その者、元竜王につき

パンテノール

プロローグ


 ここは数多くの大型生物が生息する森【グランブル】。そこで何やら言い争いをしている一匹のドラゴンと一人の男が居た。


「魔王バラーーーン!!、貴様ぁよくも我の城を破壊してくれたなぁ、ぶっ殺してやる!!」


 白く巨大なドラゴンは、そう言いながら頭に大きな角を持った男を、空を飛び全速力で追いかける。


「そんなの理不尽だぁぁぁぁ!!あんなのただの穴じゃないっすか!あれがグラノールさんの城だなんて誰も気付きませんって!」

「なにぃ我の城がただの穴だと!ふざけるな!!どー見ても他の穴と美しさが違うだろ!」

「いや分かんねーよッ!」

「あれは我が大きさ、形、全て完璧になるように作った最高傑作だぞ、そう簡単に作れるものではない。それは貴様はまるでゴミを払うかのように消し飛ばしおってぇぇ、絶対に許さん!!」

「あんたがうちの家の目の前にあんな馬鹿でかい穴作るからっすよ!あれが邪魔で外に出られなかったんです!!」

「だったら貴様は一生外に出なければいい話であろう」

「ふざけんじぁねぇ!このクソドラゴン!!」


 グラノールとバランは言い合いをしながらどんどん森の奥に進んで行く。


「ク、クソドラゴンだと!! クハハハ……決めたぞ。もうぜっっったいに許さん。貴様に我が奥義ドラゴンブレスをお見舞いしてやる」


 グラノールは口を半開きにし、喉の奥に炎を溜め始める。


「じょ、冗談ですって〜〜、ほ、本気にしちゃいました?俺がそんな事グラノールの兄貴に言うわけないじゃないっすか〜〜」


 焦ったバランは言い訳を始めるが、グラノールが炎をためるのを止める様子はない。そして二人は異常な速度で更に森の奥に進んで行く。

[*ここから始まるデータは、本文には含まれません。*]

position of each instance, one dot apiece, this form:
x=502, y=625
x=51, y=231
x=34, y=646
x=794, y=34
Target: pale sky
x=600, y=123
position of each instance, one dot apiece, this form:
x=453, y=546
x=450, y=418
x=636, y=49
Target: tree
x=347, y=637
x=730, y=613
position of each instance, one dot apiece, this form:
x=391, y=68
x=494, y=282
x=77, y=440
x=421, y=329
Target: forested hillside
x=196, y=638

「分かりました!!直します!直しますから許してくださッ………」


 突然バランが立ち止まり。周りを見渡し震え始める。


「ん、どうした。ようやく諦めて我のドラゴンブレスを受ける気になったか」

「グ、グラノールさんこ、ここ『精霊の森』っすよ。こんなことしてねーで早く帰りましょう!」

「『精霊の森』?意味の分からんこと言ってないでいい加減諦めろ」

「あの『精霊の森』ですよ!知らないんすか!何処にあるか不明、『神の使い精霊』達が住むと言われる神聖な場所で、ここに来て森を荒らした者には天罰として、どんな生物も一撃で死んでしまう。『神のいかずち』が降り注ぐと言われてるんです!!」

「は〜〜……そんな作り話するほどドラゴンブレスが嫌なのか?分かった分かった。今回は一発で許してやるから大人しくしていてろ」

「全然分かってないッッッッ!!!!」


 グラノールはバランに構わず口を大きく開き、ドラゴンブレスの発射準備を始める。ために溜めた炎が口から漏れ出す。


「フハハ、喰らえ。【ドラゴンブレスッッッッ】!!!!」


 そう言いながら口から灼熱の炎が一気に溢れ出る。その炎はバランに向けて森の緑を焼き尽くしながら進む。


「あ、終わった〜〜!!!このバカドラゴンの竜生ここで終わりで〜す!!」


 バランは陽気にそう言いながら右手を前に出し、目の前に半透明の壁を何十枚も展開する。

 ブオォォォォォォォォォォォ!!!!!と、

激しい音を立てながら半透明の壁とブレスが衝突する。


「はあぁぁぁぁぁぁぁッッッ!!!!」


 バランは足を踏ん張りながら右手を突き出し続ける。しかしバランの前にあった半透明の壁が次々と壊れ始める。


「ブオォォォォォォッッッッ!!!!」


 そのままどんどんとブレスは勢いを増し、壁を壊して行く。


 『パリンッ!パリンッ!パリンッ!パリンッッッ!!』


 徐々にブレスとバランの距離が近づき残りの壁はもう数枚程度に。


 『パリンッッッッ!!』


 そしてバランの壁は遂に最後の一枚が壊れ、グラノールの炎も尽き両者満身創痍の状態に。バランは地面に崩れ落ち。グラノールも空から降りてきた。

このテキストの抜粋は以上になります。